Amid the hatred of weeks of violence between Israelis and Palestinians, Zoher Hamdan and Amir Zohar worked to bring Arab and Jew together. Now Hamdan, a Palestinian, is in mourning for his Jewish friend Zohar, shot dead in the West Bank while fulfilling his duty as a reserve major in the Israeli army.
Amid the hatred of weeks of violence between Israelis and Palestinians, Zoher Hamdan and Amir Zohar worked to bring Arab and Jew together. Now Hamdan, a Palestinian, is in mourning for his Jewish friend Zohar, shot dead in the West Bank while fulfilling his duty as a reserve major in the Israeli army.
"My heart really hurts. To this minute I am confused," Hamdan said yesterday, hours after learning Zohar had been killed on Wednesday in a firefight with Palestinian gunmen near Jericho.
"Amir is not only missing to his family. We miss him also and I make no differentiation between Palestinians and Jews," Hamdan said. "He is our neighbour and every drop of blood that is spilled is a pity."
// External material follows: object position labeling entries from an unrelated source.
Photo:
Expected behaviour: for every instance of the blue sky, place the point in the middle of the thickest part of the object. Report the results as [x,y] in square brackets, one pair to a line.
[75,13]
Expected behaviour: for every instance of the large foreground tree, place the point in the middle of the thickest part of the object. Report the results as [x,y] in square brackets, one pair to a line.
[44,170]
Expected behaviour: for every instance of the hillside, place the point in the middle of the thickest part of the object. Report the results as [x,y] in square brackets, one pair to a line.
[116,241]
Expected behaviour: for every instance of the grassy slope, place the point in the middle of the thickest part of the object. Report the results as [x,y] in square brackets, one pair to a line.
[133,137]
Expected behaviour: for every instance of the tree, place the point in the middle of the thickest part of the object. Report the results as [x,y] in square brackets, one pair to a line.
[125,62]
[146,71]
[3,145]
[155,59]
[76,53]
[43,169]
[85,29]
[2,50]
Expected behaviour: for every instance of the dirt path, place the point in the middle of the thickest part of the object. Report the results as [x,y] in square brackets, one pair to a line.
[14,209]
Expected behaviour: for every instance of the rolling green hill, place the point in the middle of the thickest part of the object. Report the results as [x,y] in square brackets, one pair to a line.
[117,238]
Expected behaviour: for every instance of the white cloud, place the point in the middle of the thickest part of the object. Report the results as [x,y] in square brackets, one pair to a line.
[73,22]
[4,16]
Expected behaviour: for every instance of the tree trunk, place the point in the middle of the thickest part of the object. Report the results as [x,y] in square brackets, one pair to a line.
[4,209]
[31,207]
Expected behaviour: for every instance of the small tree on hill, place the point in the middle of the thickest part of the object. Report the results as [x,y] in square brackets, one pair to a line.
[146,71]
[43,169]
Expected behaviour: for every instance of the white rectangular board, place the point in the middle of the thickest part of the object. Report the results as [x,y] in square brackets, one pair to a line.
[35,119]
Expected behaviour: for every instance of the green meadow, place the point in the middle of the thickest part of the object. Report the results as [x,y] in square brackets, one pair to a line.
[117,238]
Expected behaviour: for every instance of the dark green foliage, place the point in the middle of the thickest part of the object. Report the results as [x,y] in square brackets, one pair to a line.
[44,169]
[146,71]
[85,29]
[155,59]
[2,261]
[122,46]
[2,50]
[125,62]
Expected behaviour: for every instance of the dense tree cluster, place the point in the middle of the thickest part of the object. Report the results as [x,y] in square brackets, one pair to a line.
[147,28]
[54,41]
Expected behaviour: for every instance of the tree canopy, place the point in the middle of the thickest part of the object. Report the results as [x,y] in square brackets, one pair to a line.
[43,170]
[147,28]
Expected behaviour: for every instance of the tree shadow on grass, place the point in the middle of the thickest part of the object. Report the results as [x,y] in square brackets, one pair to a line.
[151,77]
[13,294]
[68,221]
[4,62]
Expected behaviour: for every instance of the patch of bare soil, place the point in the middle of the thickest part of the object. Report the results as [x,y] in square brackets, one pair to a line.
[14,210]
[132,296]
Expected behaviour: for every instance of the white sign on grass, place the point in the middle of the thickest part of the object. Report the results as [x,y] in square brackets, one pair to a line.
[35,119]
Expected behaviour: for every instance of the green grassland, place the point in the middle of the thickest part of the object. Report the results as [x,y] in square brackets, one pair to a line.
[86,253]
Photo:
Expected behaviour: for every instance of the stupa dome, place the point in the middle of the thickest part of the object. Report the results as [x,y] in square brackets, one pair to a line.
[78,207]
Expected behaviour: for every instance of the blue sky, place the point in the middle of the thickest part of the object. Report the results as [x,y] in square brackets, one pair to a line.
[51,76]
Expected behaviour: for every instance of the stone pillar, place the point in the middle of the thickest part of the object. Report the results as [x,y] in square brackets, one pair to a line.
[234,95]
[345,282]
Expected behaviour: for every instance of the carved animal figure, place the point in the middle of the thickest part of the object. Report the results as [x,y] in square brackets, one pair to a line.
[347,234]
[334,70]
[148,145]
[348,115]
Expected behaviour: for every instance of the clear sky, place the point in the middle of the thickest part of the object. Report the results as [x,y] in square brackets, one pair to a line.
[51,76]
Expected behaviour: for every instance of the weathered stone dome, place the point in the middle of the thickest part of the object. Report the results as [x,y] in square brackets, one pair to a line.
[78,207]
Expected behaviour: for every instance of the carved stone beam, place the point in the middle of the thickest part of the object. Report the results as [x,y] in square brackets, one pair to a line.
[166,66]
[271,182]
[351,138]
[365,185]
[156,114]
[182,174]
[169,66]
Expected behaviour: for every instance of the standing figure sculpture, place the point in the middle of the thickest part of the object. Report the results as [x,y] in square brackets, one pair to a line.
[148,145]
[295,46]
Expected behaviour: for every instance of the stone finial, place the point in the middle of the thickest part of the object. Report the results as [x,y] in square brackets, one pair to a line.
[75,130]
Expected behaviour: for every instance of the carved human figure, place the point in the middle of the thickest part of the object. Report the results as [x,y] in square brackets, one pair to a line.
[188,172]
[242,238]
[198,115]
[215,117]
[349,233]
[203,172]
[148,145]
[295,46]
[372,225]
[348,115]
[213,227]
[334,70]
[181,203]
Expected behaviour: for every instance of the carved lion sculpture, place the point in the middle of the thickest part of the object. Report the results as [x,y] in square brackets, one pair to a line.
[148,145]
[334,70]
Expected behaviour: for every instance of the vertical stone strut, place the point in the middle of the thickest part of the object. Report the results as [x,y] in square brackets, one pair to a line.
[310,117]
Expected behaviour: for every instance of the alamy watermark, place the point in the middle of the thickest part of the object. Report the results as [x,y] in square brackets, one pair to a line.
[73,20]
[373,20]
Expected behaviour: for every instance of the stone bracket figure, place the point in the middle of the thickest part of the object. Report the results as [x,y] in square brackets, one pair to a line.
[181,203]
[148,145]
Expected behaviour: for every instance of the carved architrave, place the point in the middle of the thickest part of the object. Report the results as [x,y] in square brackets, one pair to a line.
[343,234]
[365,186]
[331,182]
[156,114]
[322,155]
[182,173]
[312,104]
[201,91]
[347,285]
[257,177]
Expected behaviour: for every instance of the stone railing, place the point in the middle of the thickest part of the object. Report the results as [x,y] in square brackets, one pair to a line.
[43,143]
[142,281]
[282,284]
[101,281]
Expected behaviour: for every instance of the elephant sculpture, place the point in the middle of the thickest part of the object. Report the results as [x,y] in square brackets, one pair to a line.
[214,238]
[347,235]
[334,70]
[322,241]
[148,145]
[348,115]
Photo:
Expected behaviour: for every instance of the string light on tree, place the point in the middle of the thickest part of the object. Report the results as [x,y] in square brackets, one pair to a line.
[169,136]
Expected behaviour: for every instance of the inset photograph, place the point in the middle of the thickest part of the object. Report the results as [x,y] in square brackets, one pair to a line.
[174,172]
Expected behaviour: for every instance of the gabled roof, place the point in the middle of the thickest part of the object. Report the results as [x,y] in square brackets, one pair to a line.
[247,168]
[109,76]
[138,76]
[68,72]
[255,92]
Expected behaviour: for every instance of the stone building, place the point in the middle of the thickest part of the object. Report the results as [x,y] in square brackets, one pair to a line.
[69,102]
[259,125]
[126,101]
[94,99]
Age-old hatreds between Arab and Jew have resurfaced with a vengeance since the eruption of clashes on September 28 in which at least 168 people, almost all Palestinians, have been killed.
Since then, Hamdan and Zohar had worked to organise a special "Rose Day" gathering for Israeli and Palestinian children living in neighbouring areas of Jerusalem, Jewish Armon Hanatziv and Arab Sour Baher.
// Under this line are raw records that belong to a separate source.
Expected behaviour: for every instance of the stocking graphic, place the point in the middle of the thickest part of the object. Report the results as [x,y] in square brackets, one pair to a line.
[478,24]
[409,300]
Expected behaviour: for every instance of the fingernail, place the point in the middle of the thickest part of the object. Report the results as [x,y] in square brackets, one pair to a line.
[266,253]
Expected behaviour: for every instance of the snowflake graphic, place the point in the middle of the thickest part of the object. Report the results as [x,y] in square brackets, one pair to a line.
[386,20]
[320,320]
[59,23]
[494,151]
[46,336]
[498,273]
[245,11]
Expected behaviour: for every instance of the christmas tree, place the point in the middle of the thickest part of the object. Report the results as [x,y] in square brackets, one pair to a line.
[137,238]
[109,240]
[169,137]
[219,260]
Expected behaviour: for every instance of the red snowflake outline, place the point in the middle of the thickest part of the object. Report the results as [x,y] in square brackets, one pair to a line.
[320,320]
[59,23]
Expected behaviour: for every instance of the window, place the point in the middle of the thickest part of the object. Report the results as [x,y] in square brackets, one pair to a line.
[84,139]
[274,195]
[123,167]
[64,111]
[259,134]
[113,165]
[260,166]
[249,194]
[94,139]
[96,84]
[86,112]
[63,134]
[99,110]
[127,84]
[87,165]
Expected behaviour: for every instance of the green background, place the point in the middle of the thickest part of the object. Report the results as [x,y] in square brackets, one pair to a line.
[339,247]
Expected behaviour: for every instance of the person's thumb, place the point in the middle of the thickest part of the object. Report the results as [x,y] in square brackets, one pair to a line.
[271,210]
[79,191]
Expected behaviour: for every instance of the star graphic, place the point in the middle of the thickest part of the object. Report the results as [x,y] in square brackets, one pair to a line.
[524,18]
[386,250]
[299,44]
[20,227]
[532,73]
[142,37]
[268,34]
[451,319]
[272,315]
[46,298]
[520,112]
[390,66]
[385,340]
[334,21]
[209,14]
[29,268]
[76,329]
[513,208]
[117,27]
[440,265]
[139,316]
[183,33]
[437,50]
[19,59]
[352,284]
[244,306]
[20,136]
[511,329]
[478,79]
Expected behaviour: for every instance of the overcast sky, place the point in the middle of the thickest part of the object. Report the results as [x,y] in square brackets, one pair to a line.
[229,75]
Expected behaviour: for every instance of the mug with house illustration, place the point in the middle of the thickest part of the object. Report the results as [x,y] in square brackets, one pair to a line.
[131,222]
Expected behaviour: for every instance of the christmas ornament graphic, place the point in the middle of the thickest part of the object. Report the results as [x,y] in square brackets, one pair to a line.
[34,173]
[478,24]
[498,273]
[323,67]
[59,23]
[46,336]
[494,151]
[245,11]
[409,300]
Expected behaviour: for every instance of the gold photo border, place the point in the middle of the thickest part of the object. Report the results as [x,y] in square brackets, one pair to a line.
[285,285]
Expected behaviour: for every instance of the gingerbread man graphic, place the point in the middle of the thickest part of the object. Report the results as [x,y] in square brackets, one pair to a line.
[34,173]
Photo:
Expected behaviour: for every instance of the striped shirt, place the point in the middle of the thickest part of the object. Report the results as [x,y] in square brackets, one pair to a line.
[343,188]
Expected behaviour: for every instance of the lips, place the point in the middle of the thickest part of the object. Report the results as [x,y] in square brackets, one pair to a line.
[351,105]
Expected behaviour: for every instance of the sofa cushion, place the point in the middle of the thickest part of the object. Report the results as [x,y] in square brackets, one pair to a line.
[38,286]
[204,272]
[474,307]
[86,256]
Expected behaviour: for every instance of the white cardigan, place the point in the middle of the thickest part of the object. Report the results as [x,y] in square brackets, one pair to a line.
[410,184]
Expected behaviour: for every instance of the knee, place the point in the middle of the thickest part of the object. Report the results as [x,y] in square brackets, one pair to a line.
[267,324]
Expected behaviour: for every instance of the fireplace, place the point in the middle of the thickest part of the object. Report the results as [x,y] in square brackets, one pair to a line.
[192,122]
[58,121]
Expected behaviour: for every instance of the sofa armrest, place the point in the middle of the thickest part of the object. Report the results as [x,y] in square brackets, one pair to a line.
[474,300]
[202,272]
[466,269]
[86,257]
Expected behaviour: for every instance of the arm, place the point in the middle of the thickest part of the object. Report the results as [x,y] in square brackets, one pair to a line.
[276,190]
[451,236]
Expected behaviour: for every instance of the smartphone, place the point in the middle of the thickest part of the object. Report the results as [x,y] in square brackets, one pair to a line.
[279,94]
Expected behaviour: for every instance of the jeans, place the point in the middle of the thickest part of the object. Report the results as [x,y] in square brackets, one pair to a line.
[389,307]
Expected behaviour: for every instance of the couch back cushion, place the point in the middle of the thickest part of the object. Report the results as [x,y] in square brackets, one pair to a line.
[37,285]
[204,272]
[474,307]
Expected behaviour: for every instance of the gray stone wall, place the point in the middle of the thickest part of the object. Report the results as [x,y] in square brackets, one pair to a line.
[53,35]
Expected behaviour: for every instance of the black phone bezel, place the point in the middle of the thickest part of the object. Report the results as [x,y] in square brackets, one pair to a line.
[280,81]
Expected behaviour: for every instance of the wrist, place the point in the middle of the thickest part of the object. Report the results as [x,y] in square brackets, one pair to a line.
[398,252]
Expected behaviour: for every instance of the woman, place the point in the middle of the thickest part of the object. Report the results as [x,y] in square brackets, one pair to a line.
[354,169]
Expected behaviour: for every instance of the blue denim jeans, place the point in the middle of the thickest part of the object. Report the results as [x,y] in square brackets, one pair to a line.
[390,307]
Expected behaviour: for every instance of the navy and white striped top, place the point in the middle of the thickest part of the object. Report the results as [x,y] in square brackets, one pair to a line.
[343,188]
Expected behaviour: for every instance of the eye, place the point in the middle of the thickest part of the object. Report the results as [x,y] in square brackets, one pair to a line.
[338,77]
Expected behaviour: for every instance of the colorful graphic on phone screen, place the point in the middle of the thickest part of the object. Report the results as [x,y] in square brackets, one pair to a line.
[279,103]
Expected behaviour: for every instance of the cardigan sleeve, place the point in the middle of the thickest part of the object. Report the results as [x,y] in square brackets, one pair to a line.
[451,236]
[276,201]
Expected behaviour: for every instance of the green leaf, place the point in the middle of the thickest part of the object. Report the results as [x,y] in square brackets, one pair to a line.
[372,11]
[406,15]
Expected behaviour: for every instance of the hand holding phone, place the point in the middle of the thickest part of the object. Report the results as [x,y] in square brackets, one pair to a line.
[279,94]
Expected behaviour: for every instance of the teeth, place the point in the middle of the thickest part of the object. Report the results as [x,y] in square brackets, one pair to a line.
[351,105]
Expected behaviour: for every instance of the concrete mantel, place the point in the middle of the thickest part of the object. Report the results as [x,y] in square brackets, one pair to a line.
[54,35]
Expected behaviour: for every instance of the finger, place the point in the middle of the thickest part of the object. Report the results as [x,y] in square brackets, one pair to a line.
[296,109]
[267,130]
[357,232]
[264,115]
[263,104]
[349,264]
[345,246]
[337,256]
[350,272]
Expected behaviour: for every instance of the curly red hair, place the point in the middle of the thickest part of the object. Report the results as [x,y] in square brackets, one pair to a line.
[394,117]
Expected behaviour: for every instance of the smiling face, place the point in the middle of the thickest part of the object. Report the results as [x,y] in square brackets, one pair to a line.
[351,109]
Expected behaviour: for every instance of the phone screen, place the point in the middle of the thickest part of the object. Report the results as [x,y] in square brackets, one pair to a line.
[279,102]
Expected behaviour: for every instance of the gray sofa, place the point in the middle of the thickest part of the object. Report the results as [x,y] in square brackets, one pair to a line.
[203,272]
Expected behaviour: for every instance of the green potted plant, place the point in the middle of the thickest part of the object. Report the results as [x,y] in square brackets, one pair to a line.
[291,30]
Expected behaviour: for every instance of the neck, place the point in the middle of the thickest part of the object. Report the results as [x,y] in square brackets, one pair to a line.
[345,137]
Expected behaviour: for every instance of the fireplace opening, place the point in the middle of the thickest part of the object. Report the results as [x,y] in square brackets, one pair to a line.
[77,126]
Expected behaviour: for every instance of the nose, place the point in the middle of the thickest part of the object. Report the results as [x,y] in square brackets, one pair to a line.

"Amir was really a great person...he wanted this (project) so much," said Hamdan, the Mukhtar, or leader, of Sour Baher.
Zohar was buried on Thursday, just minutes after a car bomb attack claimed by the Palestinian militant group Islamic Jihad killed two Israelis in Jerusalem.
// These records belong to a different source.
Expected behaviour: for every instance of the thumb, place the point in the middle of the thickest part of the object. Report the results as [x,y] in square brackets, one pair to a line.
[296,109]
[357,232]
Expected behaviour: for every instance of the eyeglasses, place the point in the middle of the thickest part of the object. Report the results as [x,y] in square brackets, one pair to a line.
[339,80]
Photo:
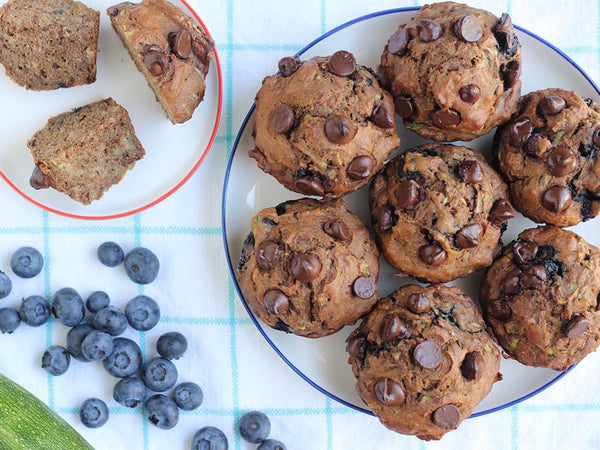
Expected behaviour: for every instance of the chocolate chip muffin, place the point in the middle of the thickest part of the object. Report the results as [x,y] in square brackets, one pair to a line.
[549,155]
[453,71]
[541,298]
[438,212]
[308,267]
[423,360]
[324,126]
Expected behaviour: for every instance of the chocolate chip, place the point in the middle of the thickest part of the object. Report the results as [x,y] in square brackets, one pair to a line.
[519,131]
[389,392]
[276,302]
[404,106]
[392,327]
[524,251]
[428,355]
[468,236]
[501,211]
[561,161]
[447,417]
[266,254]
[181,43]
[340,129]
[398,43]
[576,327]
[338,229]
[533,276]
[282,118]
[156,62]
[556,199]
[429,30]
[551,105]
[408,194]
[360,168]
[446,118]
[288,65]
[342,63]
[469,93]
[418,303]
[306,267]
[432,255]
[470,171]
[364,287]
[309,186]
[468,28]
[472,366]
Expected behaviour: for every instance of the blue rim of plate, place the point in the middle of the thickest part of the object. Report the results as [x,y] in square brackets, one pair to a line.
[224,213]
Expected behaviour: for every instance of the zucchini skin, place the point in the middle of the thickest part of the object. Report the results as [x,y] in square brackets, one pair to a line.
[26,423]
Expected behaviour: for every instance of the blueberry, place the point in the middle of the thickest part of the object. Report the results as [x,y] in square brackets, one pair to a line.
[5,285]
[188,396]
[159,374]
[110,320]
[97,300]
[141,265]
[161,411]
[110,254]
[271,444]
[93,413]
[67,306]
[34,310]
[9,320]
[125,359]
[171,345]
[142,313]
[97,345]
[254,427]
[209,438]
[56,360]
[129,392]
[74,338]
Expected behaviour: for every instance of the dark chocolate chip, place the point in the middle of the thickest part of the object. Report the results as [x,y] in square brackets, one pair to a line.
[561,161]
[389,392]
[340,129]
[360,168]
[428,30]
[501,211]
[470,171]
[468,236]
[446,118]
[342,63]
[469,93]
[447,417]
[472,366]
[282,118]
[468,28]
[338,229]
[266,254]
[276,302]
[418,303]
[408,194]
[432,255]
[576,327]
[306,267]
[551,105]
[364,287]
[392,327]
[427,354]
[288,65]
[556,199]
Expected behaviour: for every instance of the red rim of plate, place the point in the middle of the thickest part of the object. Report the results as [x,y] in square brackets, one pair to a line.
[180,183]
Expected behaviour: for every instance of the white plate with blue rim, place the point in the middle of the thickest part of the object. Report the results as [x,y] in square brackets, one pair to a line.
[323,362]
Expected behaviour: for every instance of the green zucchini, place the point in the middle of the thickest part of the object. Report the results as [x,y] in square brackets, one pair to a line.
[27,423]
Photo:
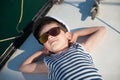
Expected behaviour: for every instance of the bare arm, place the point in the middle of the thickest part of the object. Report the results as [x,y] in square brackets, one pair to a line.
[95,35]
[28,66]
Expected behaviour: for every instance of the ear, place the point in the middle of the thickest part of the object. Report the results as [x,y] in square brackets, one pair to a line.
[69,35]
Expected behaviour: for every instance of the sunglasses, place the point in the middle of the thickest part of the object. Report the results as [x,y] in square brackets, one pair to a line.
[53,32]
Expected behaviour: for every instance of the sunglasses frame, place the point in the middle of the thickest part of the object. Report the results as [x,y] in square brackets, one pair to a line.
[53,32]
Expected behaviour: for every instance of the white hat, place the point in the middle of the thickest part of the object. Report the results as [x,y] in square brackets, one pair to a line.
[61,22]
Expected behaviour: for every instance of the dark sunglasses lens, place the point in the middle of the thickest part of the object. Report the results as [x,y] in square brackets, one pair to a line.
[54,31]
[43,38]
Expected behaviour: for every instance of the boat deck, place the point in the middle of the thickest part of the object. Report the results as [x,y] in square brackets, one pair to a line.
[75,14]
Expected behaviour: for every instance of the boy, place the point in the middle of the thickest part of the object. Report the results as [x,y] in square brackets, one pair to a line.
[65,58]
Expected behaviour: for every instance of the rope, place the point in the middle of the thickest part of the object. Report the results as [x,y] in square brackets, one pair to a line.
[17,27]
[20,19]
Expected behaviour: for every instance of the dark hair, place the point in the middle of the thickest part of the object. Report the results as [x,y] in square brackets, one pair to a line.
[38,25]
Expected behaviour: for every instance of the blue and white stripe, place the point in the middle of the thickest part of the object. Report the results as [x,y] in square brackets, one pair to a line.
[73,64]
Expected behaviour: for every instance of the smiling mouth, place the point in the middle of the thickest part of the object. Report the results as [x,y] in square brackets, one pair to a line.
[53,41]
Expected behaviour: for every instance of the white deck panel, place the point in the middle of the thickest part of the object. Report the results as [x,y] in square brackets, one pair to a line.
[74,14]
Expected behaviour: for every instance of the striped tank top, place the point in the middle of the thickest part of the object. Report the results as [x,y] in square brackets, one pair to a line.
[72,64]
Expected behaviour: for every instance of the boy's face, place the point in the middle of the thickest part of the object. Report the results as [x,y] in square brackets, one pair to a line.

Zohar's wife, Orly, said her husband had worked for co-existence with the Palestinians.
"That is what is most painful because we simply believed in part of their fight, we simply believed they deserved a state. It simply wasn't the right person. He did so much for this," she told Israel Radio in a soft, broken voice.
Yehuda Ben-Yossef, the chairman of the community centre in Jerusalem that Zohar directed, said the 34-year-old father of three had made the "Rose Day" project his baby. "This was the last project he worked on," Ben-Yossef said. "This was his final goal."
Hamdan said he and Zohar were working to preserve ties as neighbours because they knew that when the shooting stopped they would still have to live together. He said Israeli Prime Minister Ehud Barak and Palestinian President Yasser Arafat were both to blame for failing to end the five weeks of clashes.
Hamdan now plans to pay a condolence call on Zohar's family with other people from Sour Baher who had known the dead reserve soldier. And he is determined to see Zohar's "Rose Day" project become a reality.